Beim Aufwärmen für den Wahlkampf können die »Zozialisten« so richtig radikal werden
Diese Woche war im Tageblatt, das gegenwärtig verstärkt darum bemüht ist, den LSAP-Wirtschaftsminister und Bewunderer des französischen Präsidenten als »Hoffnungsträger« darzustellen, ein erstaunlicher Titel zu lesen. »Genossen wollen über Mindestlohn und Arbeitszeiten reden« hieß es in der Berichterstattung über die Neujahrsfeier der LSAP.
Nun haben die »Zozialisten« auch schon in der Vergangenheit über den Mindestlohn und die Arbeitszeiten geredet – aber was haben sie während der 13 Jahre getan, während denen sie inzwischen ununterbrochen der Regierung angehören?
Hauptsächlich während jener Jahre, in denen die LSAP zusammen mit der CSV die Regierung stellte, entstand der Nachholbedarf beim gesetzlichen Mindestlohn, von dem die »Chambre des salariés« bereits 2013 feststellte, er belaufe sich auf 20 Prozent. Seit der Amtsübernahme durch die Dreierkoalition von LSAP, DP und Grünen wurde dieser Nachholbedarf nicht kleiner.
Mit der Arbeitszeit ist es nicht anders. Sie wurde gesetzlich dereguliert und flexibilisiert, und die 40-Stundenwoche wurde aus den Angeln gehoben, ohne dass die LSAP das kritisiert, geschweige Anstalten gemacht hätte, es zu verhindern.
Im Gegenteil, die Minister und Abgeordneten der LSAP waren aktiv an der Deregulierung beteiligt und rechtfertigten diese Maßnahmen sogar, die zu immer längeren Referenzperioden und zu immer mehr nicht bezahlten Überstunden führten. Wer soll da den »Hoffnungsträger« noch ernst nehmen, wenn er neun Monate vor den Chamberwahlen die langjährige kommunistische Forderung einer Arbeitszeitverkürzung mit vollem Lohnausgleich pauschal übernimmt?
Dass die LSAP ganz plötzlich den Mindestlohn und Arbeitszeitverkürzung entdeckt, fällt unter das Kapitel »Aufwärmen fürs Wahljahr«, und man darf gespannt sein, was während der nächsten Monate noch alles an sozialen Forderungen im Wahlprogramm und in der Propaganda der LSAP auftauchen wird.

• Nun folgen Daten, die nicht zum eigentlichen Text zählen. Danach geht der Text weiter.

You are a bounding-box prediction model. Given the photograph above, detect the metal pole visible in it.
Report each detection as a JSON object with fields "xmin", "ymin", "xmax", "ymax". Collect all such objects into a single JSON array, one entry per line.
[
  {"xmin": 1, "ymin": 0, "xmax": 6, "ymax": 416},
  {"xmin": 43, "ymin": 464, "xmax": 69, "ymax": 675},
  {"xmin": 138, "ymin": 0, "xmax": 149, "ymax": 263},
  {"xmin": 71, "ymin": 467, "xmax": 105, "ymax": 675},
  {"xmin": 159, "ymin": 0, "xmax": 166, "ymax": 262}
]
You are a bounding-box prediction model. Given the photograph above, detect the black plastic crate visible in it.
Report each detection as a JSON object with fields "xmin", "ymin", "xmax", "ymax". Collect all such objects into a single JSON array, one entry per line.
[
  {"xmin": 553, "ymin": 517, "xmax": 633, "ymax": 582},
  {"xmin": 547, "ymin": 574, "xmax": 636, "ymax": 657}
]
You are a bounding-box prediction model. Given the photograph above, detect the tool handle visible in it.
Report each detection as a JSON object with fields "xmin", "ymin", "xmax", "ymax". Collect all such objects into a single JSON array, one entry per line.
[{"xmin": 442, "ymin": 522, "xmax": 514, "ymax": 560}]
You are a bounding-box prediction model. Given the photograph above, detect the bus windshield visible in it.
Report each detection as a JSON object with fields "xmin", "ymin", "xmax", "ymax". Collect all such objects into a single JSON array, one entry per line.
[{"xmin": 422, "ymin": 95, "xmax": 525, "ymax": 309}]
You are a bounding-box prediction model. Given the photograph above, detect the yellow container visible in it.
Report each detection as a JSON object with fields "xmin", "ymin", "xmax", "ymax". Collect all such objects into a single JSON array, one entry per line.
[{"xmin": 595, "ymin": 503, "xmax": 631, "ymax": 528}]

Denn während Wahlkampagnen können die »Zozialisten« so richtig radikal werden, und es kostet sie keine Anstrengung, die Kommunisten, die sie ansonsten »stalinistische Betonköpfe« beschimpfen, links zu überholen. Nach den Wahlen wird die soziale Revolution, mit der die Stimmen der Lohnabhängigen und Gewerkschafter gesichert werden sollen, schnell wieder eingepackt, insbesondere dann, wenn Ministerposten in einer bürgerlichen Regierung winken.
Die Unglaubwürdigkeit der LSAP und ihres Führungspersonals beschränkt sich aber nicht nur auf soziale Fragen. Auch in Gesellschaftsfragen scheint das Ende der Geschichte für die LSAP schon gekommen, denn die Partei, die einst den Kapitalismus durch Reformen überwinden wollte, hat sich längst mit dem bestehenden Ausbeutersystem arrangiert und einen neoliberalen Schwenk nach rechts vollzogen, während sie den Rest ihres sozialdemokratischen Gedankenguts in Zwischenwahlzeiten einem Dutzend »Linkssozialisten« überlassen oder an déi Lénk weitergereicht hat, die mit einem gewissen Erfolg den alten sozialdemokratischen Wein in neuen sozialistischen Schläuchen verkauft.
Wenn es heute eine Partei gibt, die eine echte Gesellschaftsalternative darstellt, weil sie nicht nur Sozialabbau ablehnt und soziale und gesellschaftliche Reformen im Sinne der Schaffenden durchsetzen will, sondern auch die Besitzverhältnisse in der Wirtschaft umkrempeln und antikapitalistische Veränderungen durchsetzen will, dann sind das die Kommunisten. Und natürlich haben sie keine Berührungsängste, wenn ehrliche Sozialisten und Linke mit ihnen zusammen an gesellschaftlichen Alternativen arbeiten wollen.